Потом мы переехали в Сосновку. Мне подошла пора отправляться в школу — уже в пятый класс. Мать целыми днями вздыхала и охала: «Может, перетерпишь годок? Одеть-то тебя ну совершенно не во что. Ну и наказание». Мне было обидно. Если бы позволили, ходил бы до морозов раздетым. Но мать говорила: «Опять же обувки настоящей нет. В лаптях в школу больше не пустим. Стыдно, уже взрослый». Взрослым я еще не был, а новая школа в Сосновке страшно меня манила. Все мои сверстники будут учиться — почему же такой несчастливец я?

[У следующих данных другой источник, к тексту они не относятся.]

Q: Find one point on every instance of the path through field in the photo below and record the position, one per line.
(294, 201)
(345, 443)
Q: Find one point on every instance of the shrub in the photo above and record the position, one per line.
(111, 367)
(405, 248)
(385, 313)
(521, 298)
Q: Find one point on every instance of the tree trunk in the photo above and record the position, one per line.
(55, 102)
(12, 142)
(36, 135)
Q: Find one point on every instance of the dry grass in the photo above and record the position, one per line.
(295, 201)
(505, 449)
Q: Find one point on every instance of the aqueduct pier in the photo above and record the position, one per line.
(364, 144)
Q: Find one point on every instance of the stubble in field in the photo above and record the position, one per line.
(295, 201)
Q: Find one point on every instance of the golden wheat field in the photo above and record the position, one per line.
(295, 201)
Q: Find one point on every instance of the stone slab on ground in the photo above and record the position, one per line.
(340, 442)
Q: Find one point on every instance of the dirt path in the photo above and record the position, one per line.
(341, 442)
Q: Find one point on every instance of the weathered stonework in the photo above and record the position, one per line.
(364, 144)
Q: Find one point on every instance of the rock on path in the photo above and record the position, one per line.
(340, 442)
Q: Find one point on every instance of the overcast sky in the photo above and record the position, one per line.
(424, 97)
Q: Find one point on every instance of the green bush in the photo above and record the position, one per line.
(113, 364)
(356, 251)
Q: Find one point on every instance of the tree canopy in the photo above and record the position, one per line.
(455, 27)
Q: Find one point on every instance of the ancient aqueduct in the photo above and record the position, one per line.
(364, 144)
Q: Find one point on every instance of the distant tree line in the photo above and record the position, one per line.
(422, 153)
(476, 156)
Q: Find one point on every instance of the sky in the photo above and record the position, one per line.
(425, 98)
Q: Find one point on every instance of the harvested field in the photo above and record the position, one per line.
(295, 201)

Но все обошлось благополучно. Однажды отец возвратился рано — работал в колхозе бригадиром, ему дали премию — и положил перед матерью сверток, перевязанный тесьмой. В свертке оказались кусок серой материи, новые ботинки с шелковистыми шнурками и блестящие черные калоши с мягкой малиновой подкладкой. «Вот, дорогая, одевай теперь сына. Не хуже других заживем». Мать посмотрела на меня, на отца, села и заплакала: «Господи, спасибо тебе». Отец улыбнулся: «Господь ни при чем. Спасибо колхозу — вот правда». Я не улыбался и не плакал. Выскочил на улицу, точно угорелый, и весь день до вечера гонял по дороге «футбол». Кому-то говорили, вышиб окно, кого-то сбил с ног, а маленькому, мальчику соседки как будто посадил синяк. Вечером нагрянули с жалобой. Я спрятался за печку. Соседка просила наказать виновного. А я говорил себе: «Хватит, больше не буду тихоней. Пусть ходят жалуются. Не хуже других заживем теперь!» Немного оробел, когда рассердившийся отец снял с вешалки ремень и обещал «расправиться». Соседка поверила, тут же ушла. Отец бросил ремень на подоконник, вывел меня из-за печки и строго, но сдержанно сказал: «Вот что, Алексей, мальцов ты не обижай. Ясно?» — «Конечно, отец!»